丹念な加工は外装だけではない。ケースの中で息づくムーブメントも最新の水準に引き上げられている。自社製キャリバー3187にはロレックスが開発した耐震軸受けのパラフレックス ショック・アブソーバーが採用されている。パラフレックス ショック・アブソーバーは天真が衝撃を受けて揺れ動いた時の安定性が高く、あるべき位置に正確に戻すことができる機構だ。さらに、新しいエクスプローラーIIには、ブルーパラクロム・ヘアスプリングが搭載されている。パラクロムはニオブとジルコニウムの合金だが、このヘアスプリングは完璧なまでの耐磁性を持つだけでなく、従来のものより形状の安定性が断然優れ、形崩れを起こしにくい。エンドカーブはロレックスではおなじみの巻き上げ式。芸術的なまでに曲げられた渦巻きが脈打つように動く。緩急針のないフリースプラング方式も見慣れた機構のひとつだ。テンワに取り付けられたマイクロステラナットは、専用の特製工具で調整される。テンプを押さえているのはがっしりした両持ちブリッジだ。片持ちのテンプ受けと比較すると、このパーツも精度の向上に貢献している。このブリッジのおかげでテンプは上部にゆとりを持って固定されているので、姿勢差誤差が極小で収まるようになっているのだ。

エクスプローラーIIに限らず、ロレックスのプロフェッショナルモデルではケースの裏蓋をトランスパレントにしないのがお決まりだが、ムーブメントは目に触れないにもかかわらず美しく仕上げられている。ローターとローターブリッジには放射状サテン、スティールパーツには筋目、地板にはペルラージュの装飾研磨が施され、ブリッジなどの縁は面取りされて磨き込まれている。さらに、ネジ穴やルビーまでエッジは丁寧に角を落とされ、磨かれているのだ。
さて、ロレックスといえば高精度が決まり文句だが、今回のモデルはどうだろうか? 着用テストではほとんどパーフェクトな結果が出た。日差はプラス1・5秒から2秒の間に収まっていたのだ。ロレックスではクロノメーター基準に則り5姿勢で調整が行われているだけに、歩度測定機にかけたデータは良好であった。だが、「3時右」のポジションでの数値だけは、ほかの姿勢とは明らかな違いが出ている。このモデルはC.O.S.C.認定クロノメーターだが、最大姿勢差は8秒であった。しかし、平均日差はプラス1・5秒となり、総合すると、とても優秀だと言っていいだろう。

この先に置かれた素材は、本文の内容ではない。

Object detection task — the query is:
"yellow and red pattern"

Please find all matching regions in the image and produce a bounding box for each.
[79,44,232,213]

ところで、今回のリニューアルに伴って、価格改定が行われた。リニューアル前は56万7000円であったが、新作では69万3000円。これは独自のパラクロム・ヘアスプリングやパラフレックス ショック・アブソーバーを搭載するなど、技術の改良が反映された結果なのだろう。ロレックスは生産体制を近代化し、研磨作業は工業用ロボットを導入している。一品一品が一点物のような職人技的ハンドエングレービングなどは望むべくもないが、逆に最新システムではケースや針、ブレスレット、そして、ムーブメントも出来にむらのないパーフェクトな仕上がりになる。こういった生産体制は年産数が多いからこそ可能なのだが、他人と同じ時計はしたくないというユーザーには、いかに魅力的な時計を作っていてもロレックスはスルーの対象となるかもしれない。

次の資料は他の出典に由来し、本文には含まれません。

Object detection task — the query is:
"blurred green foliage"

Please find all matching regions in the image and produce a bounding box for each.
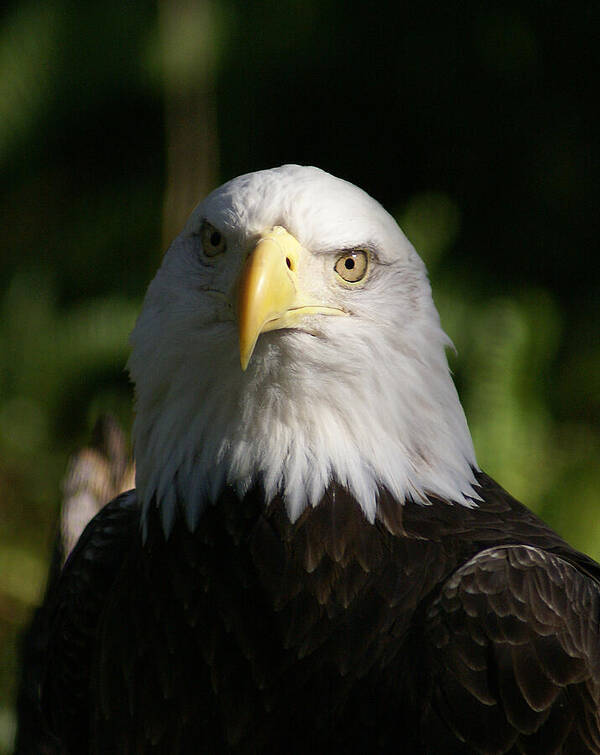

しかし、新型エクスプローラーIIは、ホワイトダイアルというだけで例外的なのだ。ホワイトダイアルは“いかにもロレックスです"という雰囲気を感じさせない。同社のほかのモデルのように、飛行機に乗ったら隣の席の人と同じだったということは、そうそうないと思われる。加えて、購入を申し出ても長く待たされ、ウェイティングリストから自分の名前がしばらく消えないということも少ないだろう。ロレックスのクラシックなモデル群の中にあって、異色な存在と言える。エクスプローラーIIが感性に合うユーザーは、気に入ったら悩むことなくさっと選ぶに違いない。セカンドタイムゾーン機能をまったく利用したことがなくてもだ。そして、日常的に使ってみて分かるだろう。北極や南極に行かなくても、普段の生活の中で思いのほか役に立ってくれることを。それに気付いた時には、今までとは違う世界に足を踏み入れているのかもしれない。

技術仕様
ロレックス/オイスター パーペチュアル エクスプローラーII

製造者: ロレックス
Ref.: 216570
機能: 時、分、秒(ストップセコンド仕様)、24時間表示、セカンドタイムゾーン、日付表示
ムーブメント: 自社製キャリバー3187、自動巻き、2万8800振動/時、31石、パラフレックス ショック・アブソーバー、巻き上げ式パラクロム・ヘアスプリング、マイクロステラナット付きグリュシデュール製テンワ、パワーリザーブ約48時間、C.O.S.C.認定クロノメーター
ケース: 904Lスティール製、ねじ込み式裏蓋、フラットサファイアクリスタル風防(サイクロップレンズ付き)、リュウズガード、ねじ込み式トゥインロックリュウズ、100m防水
ストラップとバックル: 904Lスティール製イージーリンク付きオイスターロックブレスレット
サイズ: 直径42mm、厚さ12.3mm、重量152g
バリエーション:
価格: 69万3000円

*価格は記事掲載時のものです。記事はクロノス ドイツ版の翻訳記事です。

精度安定試験 (T24の日差 秒/日、振り角)

文字盤上 +1
文字盤下 +3
3時上 +1
3時下 +2
3時左 +5
3時右 -3
最大姿勢差: 8
平均日差: +1.5
平均振り角:
水平姿勢 293°
垂直姿勢 261°

評価

ストラップとバックル(最大10pt.) 9pt.
操作性(5pt.) 5pt.
ケース(10pt.) 9pt.
デザイン(15pt.) 12pt.
視認性(5pt.) 4pt.
装着性(10pt.) 10pt.
ムーブメント(20pt.) 18pt.
精度安定性(10pt.) 8pt.
コストパフォーマンス(15pt.) 13pt.
合計 88pt.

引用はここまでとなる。